July 5, 2001 | By: Haven Miller

For Kentucky farmers who hire migrant or seasonal workers, becoming familiar with federal regulations that govern employment of these workers can help avoid problems. Many farm employers may not be aware of specific points covered in the U.S. Department of Labor Migrant and Seasonal Agricultural Worker Protection Act (MSPA).

For example, some farmers are exempt from requirements of the MSPA. Exemptions include farmers who use only themselves or immediate family to recruit or transport; farmers who employ less than 500 "man-days" in any quarter of the last year (a man-day is one person working any part of the day, and ordinarily it takes six employees to reach 500 man-days in a quarter); and farmers who recruit and transport for not more than 13 weeks within the state and within 25 miles of their permanent residence.

These kinds of important details, and many more facts, are available from the U.S. Department of Labor.

One of the major provisions of the MSPA is a statement that agricultural employers or associations will not be treated as farm labor contractors. This means that, generally speaking, farmers don't have to comply with the registration and certain other procedures that traditional farm labor contractors have to. However, non-exempt farmers must still operate under requirements set forth in the MSPA.

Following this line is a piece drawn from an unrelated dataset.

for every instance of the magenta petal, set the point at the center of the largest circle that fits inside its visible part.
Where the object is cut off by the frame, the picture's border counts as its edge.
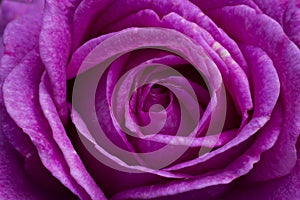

According to the U.S. Department of Labor, requirements for non-exempt farm employers include things like disclosing working conditions to each worker, posting basic protections of MSPA, providing each worker with an itemized pay statement each month, and ensuring housing meets health and safety standards.

Farmers are advised to always check out the registration status of any farm labor contractor they work with.

If a farmer works with a contractor, the federal government generally considers the farmer's crew to be jointly employed by him and the contractor. That means farmers should be familiar with the contractor's reputation and be aware of all regulations.

Farmers or contractors found in violation of MSPA regulations are subject to substantial penalties.

"Our Kentucky farmers can avoid problems if they take the initiative to get all the facts on labor laws and become informed employers," said Rick Maurer, assistant director for rural and economic development in the University of Kentucky Cooperative Extension Service. "These facts can only be touched on in a brief news article, therefore we encourage anyone wanting information on being an employer of seasonal or migrant labor to contact one of our county Extension agents who can then help them get what they need," he said.

Information on migrant and seasonal labor also is available directly from the U.S. Department of Labor.